Egypt’s 2011 revolution was remarkable for its self-awareness. The power to photograph, film, and broadcast protests across the Internet in real time seemed to prove the emancipatory power of technology. At Tahrir Square, an independent media group formed by a handful of young activists called Mosireen collected videos recorded by smartphone-wielding protesters that documented police abuses. Mosireen hoped to use the crowd-sourced videos as evidence against President Hosni Mubarak’s brutal security forces in court. But those trials never came to pass: Egyptian courts cleared Mubarak and some of his top aides of any responsibility for the shooting of demonstrators in the revolution’s first days.

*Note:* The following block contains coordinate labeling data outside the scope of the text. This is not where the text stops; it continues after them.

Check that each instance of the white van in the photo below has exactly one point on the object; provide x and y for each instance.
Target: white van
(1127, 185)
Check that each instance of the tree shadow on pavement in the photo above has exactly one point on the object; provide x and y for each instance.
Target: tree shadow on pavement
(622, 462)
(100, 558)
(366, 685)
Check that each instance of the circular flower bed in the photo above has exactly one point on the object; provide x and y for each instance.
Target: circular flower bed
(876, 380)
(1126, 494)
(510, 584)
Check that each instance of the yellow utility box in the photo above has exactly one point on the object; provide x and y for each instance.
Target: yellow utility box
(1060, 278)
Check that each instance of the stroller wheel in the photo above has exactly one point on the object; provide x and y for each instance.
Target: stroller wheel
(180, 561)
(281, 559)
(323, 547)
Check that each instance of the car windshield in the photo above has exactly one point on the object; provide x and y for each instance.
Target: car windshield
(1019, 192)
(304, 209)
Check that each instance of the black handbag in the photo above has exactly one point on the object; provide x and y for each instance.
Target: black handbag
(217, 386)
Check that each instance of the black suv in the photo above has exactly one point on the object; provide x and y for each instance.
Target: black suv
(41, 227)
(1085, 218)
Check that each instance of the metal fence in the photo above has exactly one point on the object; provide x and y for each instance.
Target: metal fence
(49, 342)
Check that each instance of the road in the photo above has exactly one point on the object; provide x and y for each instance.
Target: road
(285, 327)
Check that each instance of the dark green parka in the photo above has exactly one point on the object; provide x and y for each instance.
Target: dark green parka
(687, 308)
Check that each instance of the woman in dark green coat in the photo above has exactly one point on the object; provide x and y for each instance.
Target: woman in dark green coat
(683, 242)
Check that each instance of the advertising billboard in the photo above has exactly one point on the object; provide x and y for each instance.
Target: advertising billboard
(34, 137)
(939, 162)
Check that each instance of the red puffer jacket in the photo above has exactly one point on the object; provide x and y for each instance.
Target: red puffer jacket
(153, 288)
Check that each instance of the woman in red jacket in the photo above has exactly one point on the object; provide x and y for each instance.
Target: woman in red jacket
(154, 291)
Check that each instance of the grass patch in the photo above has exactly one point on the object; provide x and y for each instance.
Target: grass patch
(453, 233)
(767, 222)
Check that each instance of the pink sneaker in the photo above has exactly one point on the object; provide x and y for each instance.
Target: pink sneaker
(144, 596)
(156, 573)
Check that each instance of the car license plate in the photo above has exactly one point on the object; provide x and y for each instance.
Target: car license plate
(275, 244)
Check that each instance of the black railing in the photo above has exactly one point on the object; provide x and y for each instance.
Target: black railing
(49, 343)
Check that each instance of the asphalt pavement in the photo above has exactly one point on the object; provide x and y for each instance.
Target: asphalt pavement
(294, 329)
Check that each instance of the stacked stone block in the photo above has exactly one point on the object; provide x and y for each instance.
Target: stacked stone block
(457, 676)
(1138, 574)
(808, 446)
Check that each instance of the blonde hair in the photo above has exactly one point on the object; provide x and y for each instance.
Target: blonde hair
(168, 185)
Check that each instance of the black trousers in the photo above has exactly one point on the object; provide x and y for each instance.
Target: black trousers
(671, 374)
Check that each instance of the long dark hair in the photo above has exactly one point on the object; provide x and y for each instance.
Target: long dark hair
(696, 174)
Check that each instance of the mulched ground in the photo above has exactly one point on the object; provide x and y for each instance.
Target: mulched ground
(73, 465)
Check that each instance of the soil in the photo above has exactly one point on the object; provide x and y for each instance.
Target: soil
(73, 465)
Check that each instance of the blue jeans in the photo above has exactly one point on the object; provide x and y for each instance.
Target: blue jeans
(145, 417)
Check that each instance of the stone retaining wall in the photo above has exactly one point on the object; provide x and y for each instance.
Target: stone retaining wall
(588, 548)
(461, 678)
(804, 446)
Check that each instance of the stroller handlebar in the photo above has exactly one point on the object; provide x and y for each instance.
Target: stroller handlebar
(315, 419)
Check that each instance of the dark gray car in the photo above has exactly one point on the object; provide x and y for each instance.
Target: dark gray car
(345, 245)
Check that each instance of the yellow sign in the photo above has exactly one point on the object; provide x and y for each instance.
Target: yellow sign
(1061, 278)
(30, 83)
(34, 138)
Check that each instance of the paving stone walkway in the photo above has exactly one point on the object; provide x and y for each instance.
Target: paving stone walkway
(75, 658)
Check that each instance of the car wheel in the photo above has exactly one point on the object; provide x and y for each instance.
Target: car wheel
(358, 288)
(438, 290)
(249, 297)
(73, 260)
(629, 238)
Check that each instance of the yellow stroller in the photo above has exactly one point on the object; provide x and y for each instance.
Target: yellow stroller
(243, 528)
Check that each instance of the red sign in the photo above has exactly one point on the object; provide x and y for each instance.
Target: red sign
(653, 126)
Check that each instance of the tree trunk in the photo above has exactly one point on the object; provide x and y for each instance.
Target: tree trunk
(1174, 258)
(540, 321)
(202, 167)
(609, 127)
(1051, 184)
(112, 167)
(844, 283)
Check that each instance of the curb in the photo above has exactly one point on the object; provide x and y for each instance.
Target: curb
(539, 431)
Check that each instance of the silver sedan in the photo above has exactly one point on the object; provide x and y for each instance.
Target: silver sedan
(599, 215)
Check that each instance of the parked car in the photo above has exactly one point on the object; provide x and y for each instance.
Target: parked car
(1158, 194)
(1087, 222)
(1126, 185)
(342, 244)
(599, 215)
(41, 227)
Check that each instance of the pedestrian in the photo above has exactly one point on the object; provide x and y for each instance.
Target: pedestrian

The state’s narrative—if the erasure of the revolution’s history can be called a narrative—has lurched between farce and tragedy. In January 2011, as anti-regime protesters filled Tahrir Square, state television broadcast images of empty streets. After the 2013 coup, prosecutors used Mosireen’s videos, available on its YouTube channel, against protesters in court. Earlier this year, Egypt’s government struck all reference to the 2011 and 2013 uprisings from school textbooks.
Recently, Mosireen launched its Internet “resistance archive,” named 858—the number of hours of footage the archive contained when it went live. The collection includes footage shot during the revolution by both members and non-members (many of whom choose to remain anonymous). When I spoke with members of Mosireen, they described the act of assembling their video archive as a defense of the revolution’s memory against the regime. Members requested anonymity, as they collectively share credit for their work, and gave pseudonyms that double as their usernames in the online archive. “Putting together this archive is a subversive act,” one member who goes by the name Krypton said. “It’s a way of battling the narrative being put out by the state to erase history, to have people forget what was possible.”